Charles G. Harper - Revolted Woman / Past, present, and to come
Revolted Woman / Past, present, and to come
Charles G. Harper
Description
Humanity is condemned by the First Woman’s disobedience to earn a precarious livelihood by the sweat of its brow. All the toil and trouble of this work-a-day world proceed from her sex; and yet the cant of ‘Woman’s Mission’ fills the air, and the New Woman is promised us as some sort of a pedagogue who shall teach the ‘Child-Man’ how to toddle in the paths of virtue and content. How absurd it all is, when the women who write these things pander to the depraved palate which gained Holywell Street a living and an unenviable notoriety years ago; when they obtain three-fourths of their readers from their fellow-women who read their productions hopeful of indecency, and conceive themselves cheated if they do not find it. Let us, however, do these women writers, or ‘Literary Ladies,’ as they have labelled themselves—margarine masquerading as ‘best fresh’—the justice to acknowledge that they do not halt half-way on the road to viciousness, though to reach their goal they wade knee-deep in abominations. Here, indeed, they are no cheats, and it remains the unlikeliest sequel that you close their pages and yet do not find Holywell Street outdone.

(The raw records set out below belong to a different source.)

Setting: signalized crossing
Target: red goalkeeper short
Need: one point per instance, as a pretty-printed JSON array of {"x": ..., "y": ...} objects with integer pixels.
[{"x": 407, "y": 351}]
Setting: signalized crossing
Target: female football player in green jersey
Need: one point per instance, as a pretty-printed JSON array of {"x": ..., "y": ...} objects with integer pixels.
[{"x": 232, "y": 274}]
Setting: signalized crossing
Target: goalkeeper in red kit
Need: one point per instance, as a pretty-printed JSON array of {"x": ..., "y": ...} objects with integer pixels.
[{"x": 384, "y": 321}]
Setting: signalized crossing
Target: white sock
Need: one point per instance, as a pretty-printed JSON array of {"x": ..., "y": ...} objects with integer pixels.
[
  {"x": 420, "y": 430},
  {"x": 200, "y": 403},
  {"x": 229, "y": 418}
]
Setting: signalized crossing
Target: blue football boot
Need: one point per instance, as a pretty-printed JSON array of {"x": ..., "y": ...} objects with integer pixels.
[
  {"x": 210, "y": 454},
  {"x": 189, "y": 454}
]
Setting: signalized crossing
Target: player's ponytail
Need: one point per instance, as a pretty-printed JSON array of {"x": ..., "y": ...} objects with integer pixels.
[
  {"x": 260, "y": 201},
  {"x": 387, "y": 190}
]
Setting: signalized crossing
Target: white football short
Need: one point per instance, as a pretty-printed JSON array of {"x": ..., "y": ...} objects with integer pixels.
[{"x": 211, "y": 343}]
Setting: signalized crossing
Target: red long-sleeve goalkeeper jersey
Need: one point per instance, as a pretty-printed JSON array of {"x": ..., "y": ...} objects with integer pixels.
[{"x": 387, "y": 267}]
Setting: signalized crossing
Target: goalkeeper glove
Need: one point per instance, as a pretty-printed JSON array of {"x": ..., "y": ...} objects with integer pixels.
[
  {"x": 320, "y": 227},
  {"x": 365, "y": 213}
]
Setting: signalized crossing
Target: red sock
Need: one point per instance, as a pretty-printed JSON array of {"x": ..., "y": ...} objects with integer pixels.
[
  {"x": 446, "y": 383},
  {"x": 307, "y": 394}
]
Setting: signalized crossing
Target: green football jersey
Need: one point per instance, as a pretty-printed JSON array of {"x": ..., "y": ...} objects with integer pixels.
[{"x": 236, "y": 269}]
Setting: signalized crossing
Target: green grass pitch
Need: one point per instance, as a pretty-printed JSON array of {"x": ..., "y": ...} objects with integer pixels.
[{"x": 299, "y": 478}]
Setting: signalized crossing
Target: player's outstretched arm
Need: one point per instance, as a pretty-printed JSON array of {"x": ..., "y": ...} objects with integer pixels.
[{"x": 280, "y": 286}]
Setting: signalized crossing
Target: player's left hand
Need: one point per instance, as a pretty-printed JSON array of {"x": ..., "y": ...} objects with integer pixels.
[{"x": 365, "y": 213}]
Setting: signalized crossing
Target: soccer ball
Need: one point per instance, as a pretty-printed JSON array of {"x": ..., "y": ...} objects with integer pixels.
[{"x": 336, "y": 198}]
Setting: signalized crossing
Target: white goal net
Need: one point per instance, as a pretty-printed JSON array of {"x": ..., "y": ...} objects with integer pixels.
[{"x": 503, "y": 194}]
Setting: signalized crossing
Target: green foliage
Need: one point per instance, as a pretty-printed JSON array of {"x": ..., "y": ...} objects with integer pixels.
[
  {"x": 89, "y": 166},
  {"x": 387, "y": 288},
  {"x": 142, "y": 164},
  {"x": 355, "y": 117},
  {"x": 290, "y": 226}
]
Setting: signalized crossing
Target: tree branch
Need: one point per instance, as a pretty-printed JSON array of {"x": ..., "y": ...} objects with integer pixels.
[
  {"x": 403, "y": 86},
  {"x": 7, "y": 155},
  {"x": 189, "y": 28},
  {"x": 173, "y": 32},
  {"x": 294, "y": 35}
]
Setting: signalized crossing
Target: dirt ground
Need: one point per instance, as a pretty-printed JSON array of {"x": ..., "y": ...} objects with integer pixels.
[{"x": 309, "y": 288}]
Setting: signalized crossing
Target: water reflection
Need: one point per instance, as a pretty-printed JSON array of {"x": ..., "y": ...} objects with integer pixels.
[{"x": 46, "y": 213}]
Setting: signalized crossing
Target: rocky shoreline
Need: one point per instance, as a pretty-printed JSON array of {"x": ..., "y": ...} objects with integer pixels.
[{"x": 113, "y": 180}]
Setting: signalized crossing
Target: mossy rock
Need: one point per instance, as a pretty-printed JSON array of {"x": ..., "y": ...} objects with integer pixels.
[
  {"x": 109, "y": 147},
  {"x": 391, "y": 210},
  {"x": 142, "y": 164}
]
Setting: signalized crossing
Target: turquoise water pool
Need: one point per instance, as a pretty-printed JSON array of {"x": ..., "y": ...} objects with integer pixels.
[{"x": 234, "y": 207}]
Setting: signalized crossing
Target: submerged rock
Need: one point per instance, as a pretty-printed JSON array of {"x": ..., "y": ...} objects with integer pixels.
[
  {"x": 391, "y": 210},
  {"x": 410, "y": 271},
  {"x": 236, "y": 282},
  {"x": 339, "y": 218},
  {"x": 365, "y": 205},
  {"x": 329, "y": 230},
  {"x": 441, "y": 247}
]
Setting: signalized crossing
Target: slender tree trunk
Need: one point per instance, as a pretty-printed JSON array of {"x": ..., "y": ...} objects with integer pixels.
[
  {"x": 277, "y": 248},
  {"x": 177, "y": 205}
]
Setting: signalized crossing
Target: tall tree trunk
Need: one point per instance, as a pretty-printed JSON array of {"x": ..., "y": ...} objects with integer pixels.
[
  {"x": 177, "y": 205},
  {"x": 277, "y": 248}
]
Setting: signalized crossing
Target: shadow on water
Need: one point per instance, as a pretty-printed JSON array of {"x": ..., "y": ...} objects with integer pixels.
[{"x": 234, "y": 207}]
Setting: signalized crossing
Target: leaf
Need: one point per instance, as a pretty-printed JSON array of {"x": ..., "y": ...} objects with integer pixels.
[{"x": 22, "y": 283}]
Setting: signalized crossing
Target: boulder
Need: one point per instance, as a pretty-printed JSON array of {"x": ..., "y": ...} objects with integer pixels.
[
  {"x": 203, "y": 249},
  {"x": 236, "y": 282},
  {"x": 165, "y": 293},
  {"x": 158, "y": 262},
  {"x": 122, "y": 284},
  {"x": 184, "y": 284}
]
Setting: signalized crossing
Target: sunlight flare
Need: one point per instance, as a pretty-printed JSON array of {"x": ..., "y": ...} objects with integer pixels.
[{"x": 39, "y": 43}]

Consider: If morals are to be called into question, can it be disputed that, as compared with Woman, Man is the moral creature, and has ever been, from the time of Potiphar’s wife, up to the present?
Woman is the irresponsible creature who cannot reason nor follow an argument to its just conclusion—who cannot control her own emotions, nor rid herself of superstition. What question more pertinent, then, to ask than this: If mankind is to be led by the New Woman, is she, first of all, sure of the path?